Рекомендуем почитать
Автобиография

Автобиография выдающегося немецкого философа Соломона Маймона (1753–1800) является поистине уникальным сочинением, которому, по общему мнению исследователей, нет равных в европейской мемуарной литературе второй половины XVIII в. Проделав самостоятельный путь из польского местечка до Берлина, от подающего великие надежды молодого талмудиста до философа, сподвижника Иоганна Фихте и Иммануила Канта, Маймон оставил, помимо большого философского наследия, удивительные воспоминания, которые не только стали важнейшим документом в изучении быта и нравов Польши и евреев Восточной Европы, но и являются без преувеличения гимном Просвещению и силе человеческого духа.Данной «Автобиографией» открывается книжная серия «Наследие Соломона Маймона», цель которой — ознакомление русскоязычных читателей с его творчеством.


Властители душ

Работа Вальтера Грундмана по-новому освещает личность Иисуса в связи с той религиозно-исторической обстановкой, в которой он действовал. Герхарт Эллерт в своей увлекательной книге, посвященной Пророку Аллаха Мухаммеду, позволяет читателю пережить судьбу этой великой личности, кардинально изменившей своим учением, исламом, Ближний и Средний Восток. Предназначена для широкого круга читателей.


Невилл Чемберлен

Фамилия Чемберлен известна у нас почти всем благодаря популярному в 1920-е годы флешмобу «Наш ответ Чемберлену!», ставшему поговоркой (кому и за что требовался ответ, читатель узнает по ходу повествования). В книге речь идет о младшем из знаменитой династии Чемберленов — Невилле (1869–1940), которому удалось взойти на вершину власти Британской империи — стать премьер-министром. Именно этот Чемберлен, получивший прозвище «Джентльмен с зонтиком», трижды летал к Гитлеру в сентябре 1938 года и по сути убедил его подписать Мюнхенское соглашение, полагая при этом, что гарантирует «мир для нашего поколения».
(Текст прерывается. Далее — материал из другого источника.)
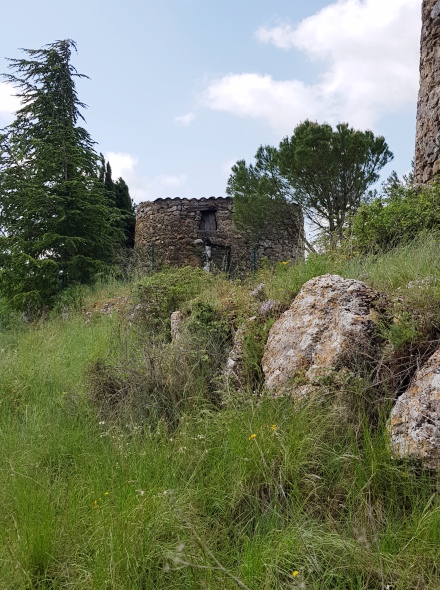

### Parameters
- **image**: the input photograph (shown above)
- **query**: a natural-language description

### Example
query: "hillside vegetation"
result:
[0,232,440,590]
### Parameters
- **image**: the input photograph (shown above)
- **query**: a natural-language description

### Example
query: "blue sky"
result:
[0,0,421,202]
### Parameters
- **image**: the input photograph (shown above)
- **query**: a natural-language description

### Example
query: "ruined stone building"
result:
[135,197,304,271]
[414,0,440,183]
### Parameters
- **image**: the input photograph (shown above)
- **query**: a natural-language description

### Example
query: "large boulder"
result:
[262,275,380,397]
[388,349,440,469]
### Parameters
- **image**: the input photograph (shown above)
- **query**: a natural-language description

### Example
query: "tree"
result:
[226,145,303,251]
[0,39,123,309]
[100,154,136,248]
[227,121,393,250]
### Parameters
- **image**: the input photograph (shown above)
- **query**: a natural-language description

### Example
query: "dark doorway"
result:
[199,210,217,233]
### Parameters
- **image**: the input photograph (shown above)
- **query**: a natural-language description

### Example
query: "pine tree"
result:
[0,39,123,309]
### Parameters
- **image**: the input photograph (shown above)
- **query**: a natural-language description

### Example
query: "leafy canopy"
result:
[0,39,123,309]
[227,121,393,250]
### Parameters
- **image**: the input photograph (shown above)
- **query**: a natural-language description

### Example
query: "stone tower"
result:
[414,0,440,183]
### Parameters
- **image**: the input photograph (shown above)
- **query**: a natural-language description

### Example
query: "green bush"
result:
[133,267,213,335]
[351,183,440,252]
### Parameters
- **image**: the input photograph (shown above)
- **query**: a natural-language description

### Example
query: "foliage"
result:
[226,146,303,250]
[0,302,440,590]
[0,235,440,590]
[99,154,136,248]
[134,267,217,337]
[0,39,122,311]
[226,121,393,246]
[352,175,440,252]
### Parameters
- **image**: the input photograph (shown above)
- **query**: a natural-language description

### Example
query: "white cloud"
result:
[174,113,196,127]
[104,152,138,180]
[202,0,420,133]
[152,174,188,188]
[221,158,240,178]
[104,152,190,203]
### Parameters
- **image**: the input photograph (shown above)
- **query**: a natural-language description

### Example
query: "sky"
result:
[0,0,422,203]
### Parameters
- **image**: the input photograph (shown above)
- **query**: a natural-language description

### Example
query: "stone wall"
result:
[135,197,304,270]
[414,0,440,184]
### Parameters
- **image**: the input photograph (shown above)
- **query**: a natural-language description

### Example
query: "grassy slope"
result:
[0,238,440,590]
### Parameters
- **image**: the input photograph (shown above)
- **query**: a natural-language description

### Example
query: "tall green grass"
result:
[0,242,440,590]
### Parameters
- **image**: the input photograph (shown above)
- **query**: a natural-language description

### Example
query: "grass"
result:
[0,238,440,590]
Победоносцев. Русский Торквемада

Константин Петрович Победоносцев — один из самых влиятельных чиновников в российской истории. Наставник двух царей и автор многих высочайших манифестов четверть века определял церковную политику и преследовал инаковерие, авторитетно высказывался о методах воспитания и способах ведения войны, давал рекомендации по поддержанию курса рубля и композиции художественных произведений. Занимая высокие посты, он ненавидел бюрократическую систему. Победоносцев имел мрачную репутацию душителя свободы, при этом к нему шел поток обращений не только единомышленников, но и оппонентов, убежденных в его бескорыстности и беспристрастии.
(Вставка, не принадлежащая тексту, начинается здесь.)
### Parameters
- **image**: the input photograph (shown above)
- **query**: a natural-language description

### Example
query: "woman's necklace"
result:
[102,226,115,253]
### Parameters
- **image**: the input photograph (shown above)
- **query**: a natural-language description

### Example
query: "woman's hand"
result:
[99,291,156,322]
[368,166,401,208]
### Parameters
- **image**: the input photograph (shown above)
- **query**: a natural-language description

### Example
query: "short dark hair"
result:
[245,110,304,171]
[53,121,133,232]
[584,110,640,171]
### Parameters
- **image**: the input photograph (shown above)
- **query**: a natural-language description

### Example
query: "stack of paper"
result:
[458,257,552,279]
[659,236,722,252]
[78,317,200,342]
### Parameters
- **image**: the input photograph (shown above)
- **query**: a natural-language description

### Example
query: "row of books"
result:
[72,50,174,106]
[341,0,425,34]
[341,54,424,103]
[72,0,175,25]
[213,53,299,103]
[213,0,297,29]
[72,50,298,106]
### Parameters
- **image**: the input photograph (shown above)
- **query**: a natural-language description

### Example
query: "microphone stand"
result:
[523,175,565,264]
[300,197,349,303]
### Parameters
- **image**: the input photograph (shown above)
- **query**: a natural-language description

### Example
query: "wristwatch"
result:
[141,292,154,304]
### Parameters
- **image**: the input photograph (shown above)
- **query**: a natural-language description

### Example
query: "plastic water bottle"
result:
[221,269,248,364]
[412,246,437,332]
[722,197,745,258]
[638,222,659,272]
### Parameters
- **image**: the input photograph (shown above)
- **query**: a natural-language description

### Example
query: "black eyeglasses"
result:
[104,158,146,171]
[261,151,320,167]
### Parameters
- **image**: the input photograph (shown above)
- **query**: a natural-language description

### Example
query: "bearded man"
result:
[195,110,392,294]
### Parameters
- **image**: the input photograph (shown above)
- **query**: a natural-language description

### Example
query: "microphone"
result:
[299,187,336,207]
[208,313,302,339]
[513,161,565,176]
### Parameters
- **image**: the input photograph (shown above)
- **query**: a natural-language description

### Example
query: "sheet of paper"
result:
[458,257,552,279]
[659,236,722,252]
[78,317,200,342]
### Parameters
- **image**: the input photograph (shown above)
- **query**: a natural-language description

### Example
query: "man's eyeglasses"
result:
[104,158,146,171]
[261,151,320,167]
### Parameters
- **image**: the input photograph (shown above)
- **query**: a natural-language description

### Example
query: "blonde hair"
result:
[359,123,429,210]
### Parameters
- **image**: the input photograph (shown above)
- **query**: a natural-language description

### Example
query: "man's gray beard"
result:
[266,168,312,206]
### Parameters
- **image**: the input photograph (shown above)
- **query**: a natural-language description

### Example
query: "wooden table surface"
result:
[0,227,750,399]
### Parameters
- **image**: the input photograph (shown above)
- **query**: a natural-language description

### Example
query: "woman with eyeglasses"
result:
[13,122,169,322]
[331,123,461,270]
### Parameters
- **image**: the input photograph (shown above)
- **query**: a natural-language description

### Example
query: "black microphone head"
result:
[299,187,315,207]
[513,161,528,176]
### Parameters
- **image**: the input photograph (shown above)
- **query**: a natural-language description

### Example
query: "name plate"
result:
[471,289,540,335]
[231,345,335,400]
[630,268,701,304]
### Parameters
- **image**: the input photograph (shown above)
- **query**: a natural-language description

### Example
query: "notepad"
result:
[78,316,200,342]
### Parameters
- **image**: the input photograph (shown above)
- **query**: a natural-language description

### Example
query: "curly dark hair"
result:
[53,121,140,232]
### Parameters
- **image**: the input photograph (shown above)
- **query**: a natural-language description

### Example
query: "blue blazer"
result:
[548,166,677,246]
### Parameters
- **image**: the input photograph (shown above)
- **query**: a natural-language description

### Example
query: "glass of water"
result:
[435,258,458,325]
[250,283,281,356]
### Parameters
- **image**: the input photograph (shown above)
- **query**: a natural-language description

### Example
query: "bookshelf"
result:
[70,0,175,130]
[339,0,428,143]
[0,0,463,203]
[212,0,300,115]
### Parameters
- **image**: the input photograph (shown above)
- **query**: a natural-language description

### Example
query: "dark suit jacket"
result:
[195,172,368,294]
Фаворские. Жизнь семьи университетского профессора. 1890-1953. Воспоминания

Мемуары известного ученого, преподавателя Ленинградского университета, профессора, доктора химических наук Татьяны Алексеевны Фаворской (1890–1986) — живая летопись замечательной русской семьи, в которой отразились разные эпохи российской истории с конца XIX до середины XX века. Судьба семейства Фаворских неразрывно связана с историей Санкт-Петербургского университета. Центральной фигурой повествования является отец Т. А. Фаворской — знаменитый химик, академик, профессор Петербургского (Петроградского, Ленинградского) университета Алексей Евграфович Фаворский (1860–1945), вошедший в пантеон выдающихся русских ученых-химиков.
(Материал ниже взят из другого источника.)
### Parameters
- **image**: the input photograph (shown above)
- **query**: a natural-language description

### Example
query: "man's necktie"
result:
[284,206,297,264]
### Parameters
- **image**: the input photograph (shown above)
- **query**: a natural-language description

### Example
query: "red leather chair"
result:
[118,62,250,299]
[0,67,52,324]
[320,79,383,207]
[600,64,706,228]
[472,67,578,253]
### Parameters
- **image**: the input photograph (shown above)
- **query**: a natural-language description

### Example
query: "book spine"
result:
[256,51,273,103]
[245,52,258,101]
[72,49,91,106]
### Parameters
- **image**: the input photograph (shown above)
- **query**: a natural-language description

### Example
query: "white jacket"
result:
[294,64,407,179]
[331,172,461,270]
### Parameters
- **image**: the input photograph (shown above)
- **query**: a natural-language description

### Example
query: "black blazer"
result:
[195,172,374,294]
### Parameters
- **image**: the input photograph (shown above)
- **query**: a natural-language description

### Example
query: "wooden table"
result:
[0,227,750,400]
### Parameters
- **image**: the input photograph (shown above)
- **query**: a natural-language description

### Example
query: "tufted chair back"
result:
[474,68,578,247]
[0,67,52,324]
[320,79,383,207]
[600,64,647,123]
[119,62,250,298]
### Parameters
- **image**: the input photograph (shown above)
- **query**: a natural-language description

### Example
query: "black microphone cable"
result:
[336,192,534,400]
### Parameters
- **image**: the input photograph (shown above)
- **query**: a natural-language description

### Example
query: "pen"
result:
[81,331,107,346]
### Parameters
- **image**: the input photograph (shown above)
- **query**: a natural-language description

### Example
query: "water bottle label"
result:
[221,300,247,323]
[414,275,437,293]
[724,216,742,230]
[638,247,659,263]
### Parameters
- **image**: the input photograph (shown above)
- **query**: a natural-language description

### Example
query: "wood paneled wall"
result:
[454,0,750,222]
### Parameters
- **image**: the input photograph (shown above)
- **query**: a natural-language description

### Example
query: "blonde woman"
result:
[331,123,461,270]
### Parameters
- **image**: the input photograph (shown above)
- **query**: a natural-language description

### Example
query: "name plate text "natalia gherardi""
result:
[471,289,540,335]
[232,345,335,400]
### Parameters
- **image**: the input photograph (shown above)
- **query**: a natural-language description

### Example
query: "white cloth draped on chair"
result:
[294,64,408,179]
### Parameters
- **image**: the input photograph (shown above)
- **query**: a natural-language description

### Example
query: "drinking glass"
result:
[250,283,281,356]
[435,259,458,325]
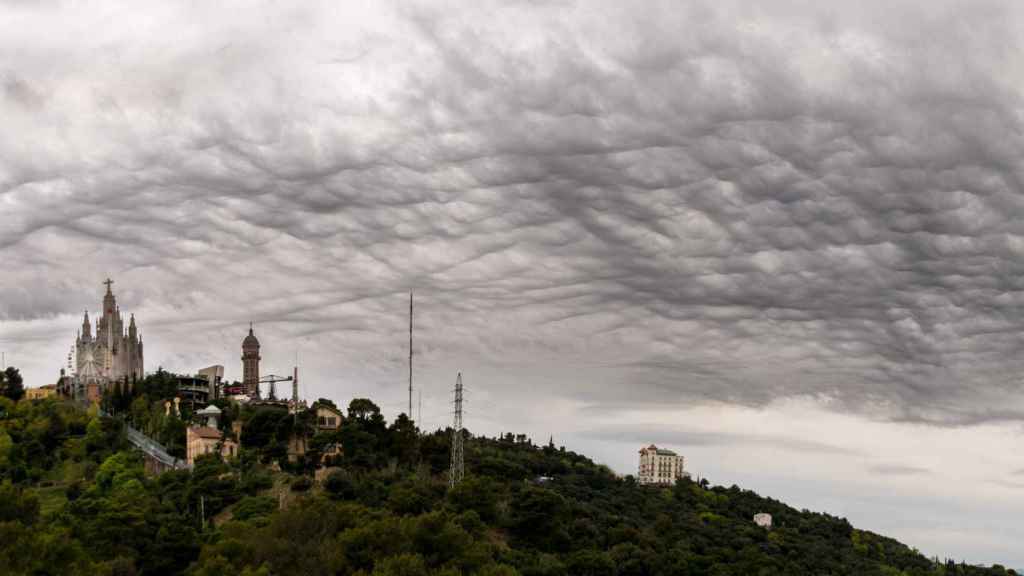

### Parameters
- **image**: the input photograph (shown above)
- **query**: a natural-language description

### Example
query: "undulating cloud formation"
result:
[0,0,1024,565]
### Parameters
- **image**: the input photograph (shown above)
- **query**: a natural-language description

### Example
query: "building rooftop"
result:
[188,426,221,440]
[640,444,679,456]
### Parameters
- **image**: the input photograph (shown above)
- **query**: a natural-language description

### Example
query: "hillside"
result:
[0,385,1014,576]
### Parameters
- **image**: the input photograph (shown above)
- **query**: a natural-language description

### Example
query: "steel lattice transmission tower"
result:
[449,372,466,488]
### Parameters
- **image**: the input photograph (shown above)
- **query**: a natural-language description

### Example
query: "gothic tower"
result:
[242,322,260,398]
[74,280,145,394]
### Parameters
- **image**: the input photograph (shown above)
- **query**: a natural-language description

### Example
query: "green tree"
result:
[0,366,25,402]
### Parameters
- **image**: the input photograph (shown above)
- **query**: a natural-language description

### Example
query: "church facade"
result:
[61,280,144,400]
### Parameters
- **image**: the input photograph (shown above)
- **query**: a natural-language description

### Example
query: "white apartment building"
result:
[637,444,690,485]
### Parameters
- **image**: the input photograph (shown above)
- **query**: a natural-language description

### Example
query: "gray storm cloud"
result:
[0,2,1024,426]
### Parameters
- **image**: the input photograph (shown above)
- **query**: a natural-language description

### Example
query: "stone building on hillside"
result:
[185,405,239,466]
[58,280,145,401]
[242,323,260,398]
[637,444,690,485]
[313,402,345,431]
Южноуральцы в боях и труде

В книге рассказывается история главного героя, который сталкивается с различными проблемами и препятствиями на протяжении всего своего путешествия. По пути он встречает множество второстепенных персонажей, которые играют важные роли в истории. Благодаря опыту главного героя книга исследует такие темы, как любовь, потеря, надежда и стойкость. По мере того, как главный герой преодолевает свои трудности, он усваивает ценные уроки жизни и растет как личность.